The following editorial appeared in Thursday's Washington Post:
The cause of democracy in the Western Hemisphere has a new hero: His name is Leon Manus. Mr. Manus is the 80-year-old jurist who headed the commission charged with ensuring that Haiti's May 21 parliamentary and local elections would be free and fair. International observers have determined that the vote count was manipulated to give 18 of 19 Senate seats to candidates of the Lavalas Family Party -- the party of President Rene Preval and his powerful mentor, former President Jean-Bertrand Aristide. Nevertheless, says Mr. Manus, top government officials ordered him to certify the results. Despite threats, he refused. Fearing for his life, he then fled to the United States. Mr. Preval found someone else to validate the vote count.
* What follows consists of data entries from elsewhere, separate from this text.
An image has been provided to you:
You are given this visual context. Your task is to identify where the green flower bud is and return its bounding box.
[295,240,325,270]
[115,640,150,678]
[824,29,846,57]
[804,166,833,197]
The Haitian government's stubborn refusal to back down from this fraudulent result could well have dire consequences for Haiti's impoverished people. Hundreds of millions of dollars in international financing have been withheld pending the elections. Now the United States, the European Union and Japan are appropriately threatening to withhold other aid unless Mr. Preval agrees to undo the phony vote count. So far, he says no. All indications are that Mr. Aristide plans to run for president later this year, and intends to take office with the parliament safely under his control. The national police force, recipient of millions of dollars in U.S. aid intended to create an apolitical crime-fighting apparatus, has already fallen under Lavalas' sway. A growing number of Haitians speak of a creeping Lavalas dictatorship.
Plainly, that isn't what the Clinton administration had in mind when it sent American troops to oust a military regime and restore Mr. Aristide to the presidency in 1994. The administration continues to work the diplomatic channels in hopes of averting failure in an undertaking it had previously labeled a foreign-policy success. Such claims were largely based on the fact that the brutal military was ousted at a cost of zero American lives -- and that the flow of Haitian refugees to U.S. shores ceased after the intervention. But if trends continue, political and economic decay may eventually undercut the latter achievement: Coast Guard figures indicate more Haitians have been intercepted en route to South Florida so far this year than in all of 1999.